Третий день начался так же, как и предыдущие: с тишины, в которой слышен собственный пульс. Я лежал, как будто под водой. Все тело – ватное, голова – туман. Внутри – муть. Не боль. Не злость. Даже не пустота. Просто – ничего.

Открыл телефон. Просто рефлекторно. Смахнул уведомления. Бездумно залез в Instagram. Лента шла, как фон. Музыка чьей-то жизни, не моей.

Палец соскользнул. И остановился.

Сторис. Кэтрин. Радостная, будто светилась изнутри. Ее голос в кадре – возбужденный, с хрипотцой от волнения. Она крутилась на фоне картин, смеялась, рассказывала что-то быстро, взахлеб, как человек, у которого в груди вместо сердца – фейерверк.
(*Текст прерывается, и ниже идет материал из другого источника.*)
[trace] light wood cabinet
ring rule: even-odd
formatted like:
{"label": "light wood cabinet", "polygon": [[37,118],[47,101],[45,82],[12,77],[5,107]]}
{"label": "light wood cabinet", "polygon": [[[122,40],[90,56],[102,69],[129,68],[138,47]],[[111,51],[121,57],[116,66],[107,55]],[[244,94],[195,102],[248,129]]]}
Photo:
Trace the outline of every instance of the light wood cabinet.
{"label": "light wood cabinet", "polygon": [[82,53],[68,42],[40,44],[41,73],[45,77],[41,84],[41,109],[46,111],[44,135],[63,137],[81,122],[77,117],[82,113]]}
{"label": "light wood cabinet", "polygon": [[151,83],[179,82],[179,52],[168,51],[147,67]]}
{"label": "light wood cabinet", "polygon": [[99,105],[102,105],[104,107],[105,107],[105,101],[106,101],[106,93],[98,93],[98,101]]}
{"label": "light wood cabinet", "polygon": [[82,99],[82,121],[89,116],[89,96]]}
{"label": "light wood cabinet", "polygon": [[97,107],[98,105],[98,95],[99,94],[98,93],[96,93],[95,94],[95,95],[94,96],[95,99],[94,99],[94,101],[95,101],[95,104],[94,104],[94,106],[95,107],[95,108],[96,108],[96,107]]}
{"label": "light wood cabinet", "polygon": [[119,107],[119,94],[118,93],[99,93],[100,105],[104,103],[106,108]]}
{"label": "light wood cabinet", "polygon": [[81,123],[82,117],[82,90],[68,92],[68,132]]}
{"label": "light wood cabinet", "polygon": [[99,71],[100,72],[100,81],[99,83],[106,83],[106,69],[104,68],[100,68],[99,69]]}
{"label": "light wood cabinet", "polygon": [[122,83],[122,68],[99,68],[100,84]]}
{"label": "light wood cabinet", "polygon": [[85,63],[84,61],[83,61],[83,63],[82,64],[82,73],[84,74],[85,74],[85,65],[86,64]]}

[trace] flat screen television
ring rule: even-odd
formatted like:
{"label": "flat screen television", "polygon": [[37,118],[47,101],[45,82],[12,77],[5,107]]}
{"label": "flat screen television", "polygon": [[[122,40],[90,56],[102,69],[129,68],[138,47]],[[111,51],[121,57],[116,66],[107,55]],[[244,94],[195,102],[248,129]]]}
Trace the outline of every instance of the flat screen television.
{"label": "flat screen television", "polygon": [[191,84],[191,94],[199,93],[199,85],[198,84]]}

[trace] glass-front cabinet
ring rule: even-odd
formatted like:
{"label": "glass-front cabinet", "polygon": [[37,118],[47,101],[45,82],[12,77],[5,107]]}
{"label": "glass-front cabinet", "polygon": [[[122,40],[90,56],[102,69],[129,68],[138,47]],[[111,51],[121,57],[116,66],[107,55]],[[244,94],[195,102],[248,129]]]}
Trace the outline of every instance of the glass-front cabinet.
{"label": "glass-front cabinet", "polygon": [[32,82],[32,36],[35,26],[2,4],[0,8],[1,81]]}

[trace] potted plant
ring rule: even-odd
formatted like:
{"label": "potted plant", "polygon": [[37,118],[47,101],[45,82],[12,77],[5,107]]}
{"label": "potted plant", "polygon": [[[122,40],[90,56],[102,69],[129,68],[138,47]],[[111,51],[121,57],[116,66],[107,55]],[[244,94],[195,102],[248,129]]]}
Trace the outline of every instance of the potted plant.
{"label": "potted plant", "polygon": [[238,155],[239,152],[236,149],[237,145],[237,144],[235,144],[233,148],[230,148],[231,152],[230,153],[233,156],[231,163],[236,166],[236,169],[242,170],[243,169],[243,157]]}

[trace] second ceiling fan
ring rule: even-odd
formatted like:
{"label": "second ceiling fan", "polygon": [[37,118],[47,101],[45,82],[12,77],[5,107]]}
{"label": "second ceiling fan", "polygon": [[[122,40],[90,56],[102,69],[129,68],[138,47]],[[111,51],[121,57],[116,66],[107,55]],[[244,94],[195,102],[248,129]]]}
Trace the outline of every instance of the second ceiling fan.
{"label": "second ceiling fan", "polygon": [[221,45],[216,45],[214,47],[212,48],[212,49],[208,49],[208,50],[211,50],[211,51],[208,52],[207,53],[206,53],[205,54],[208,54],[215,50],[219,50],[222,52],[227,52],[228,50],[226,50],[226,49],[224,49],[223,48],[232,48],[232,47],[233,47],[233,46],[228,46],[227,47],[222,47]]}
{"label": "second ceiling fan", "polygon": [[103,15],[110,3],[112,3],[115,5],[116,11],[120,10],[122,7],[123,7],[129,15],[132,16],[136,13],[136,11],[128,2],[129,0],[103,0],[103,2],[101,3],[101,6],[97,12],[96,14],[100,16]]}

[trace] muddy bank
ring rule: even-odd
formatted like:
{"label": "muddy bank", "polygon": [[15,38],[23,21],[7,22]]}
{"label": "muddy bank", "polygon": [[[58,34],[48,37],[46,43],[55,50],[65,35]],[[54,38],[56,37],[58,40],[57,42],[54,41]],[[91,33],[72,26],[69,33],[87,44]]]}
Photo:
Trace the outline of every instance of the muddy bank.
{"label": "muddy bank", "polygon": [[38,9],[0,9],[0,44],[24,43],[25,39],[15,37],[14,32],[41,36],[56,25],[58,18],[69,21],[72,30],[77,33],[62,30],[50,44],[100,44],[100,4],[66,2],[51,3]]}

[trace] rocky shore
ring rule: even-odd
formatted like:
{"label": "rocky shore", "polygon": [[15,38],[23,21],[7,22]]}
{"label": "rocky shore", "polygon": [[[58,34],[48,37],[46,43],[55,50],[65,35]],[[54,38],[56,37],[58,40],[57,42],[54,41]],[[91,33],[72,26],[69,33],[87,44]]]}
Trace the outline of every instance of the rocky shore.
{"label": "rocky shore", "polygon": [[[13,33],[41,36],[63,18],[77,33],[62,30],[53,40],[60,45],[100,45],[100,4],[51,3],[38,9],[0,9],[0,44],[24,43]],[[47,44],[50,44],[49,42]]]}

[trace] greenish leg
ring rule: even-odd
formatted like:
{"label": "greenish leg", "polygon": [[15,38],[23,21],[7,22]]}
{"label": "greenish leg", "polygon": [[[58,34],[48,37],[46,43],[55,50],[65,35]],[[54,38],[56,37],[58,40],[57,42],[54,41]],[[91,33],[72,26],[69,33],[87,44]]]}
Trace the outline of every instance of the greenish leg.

«Готовим выставку. Уже сегодня в 19:00. Вино, искусство и немного магии.»

Слова – как фон, как шелест. Но картинка – зацепила. Внутри все сжалось.


В кадре – мелькнула фигура. Нечетко. На фоне. Полупрофиль. Пепельные волосы. Рассеянный свет. Движение плеча, будто от глубокой усталости. И этот поворот головы. Ее поворот.

Айла.

Словно кто-то вдавил кулак под ребра. На секунду я перестал дышать.

Она не была в центре. Не позировала. Просто – была. Настоящая, даже в пикселях.


Я не знал, будет ли она там. Не знал, хочет ли, чтобы я пришел. Может, вообще не думала, что я увижу. Или специально оставила. Или просто… случайность?

Неважно. Все внутри уже знало.

Я не подумал. Просто встал. Сбросил плед. Пустая бутылка покатилась по полу, задела аптечный блистер, таблетки рассыпались. Наступил на одну, но даже не почувствовал. На полу валялась окуренная сигарета, чашка с недопитым кофе, исписанный лист бумаги с порванным краем. Воздух был спертым – смесь табачного дыма, пыли и чего-то сладко-протухшего, как будто сами стены здесь болели.


Я прошелся по комнате босиком. Шаг – и хруст. Что-то хрупкое. Может, разбившийся стеклянный флакон. Может, я.

Почувствовал другое – как холод трезвит. Как будто мир снова стал реальным. Как будто после долгого падения я ударился о дно – и очнулся.

Это был не шанс. Не приглашение. Это был зов. Не к ней. К себе.

Я должен был идти. Потому что если я не пойду – не выживу. Потому что именно сейчас – или никогда.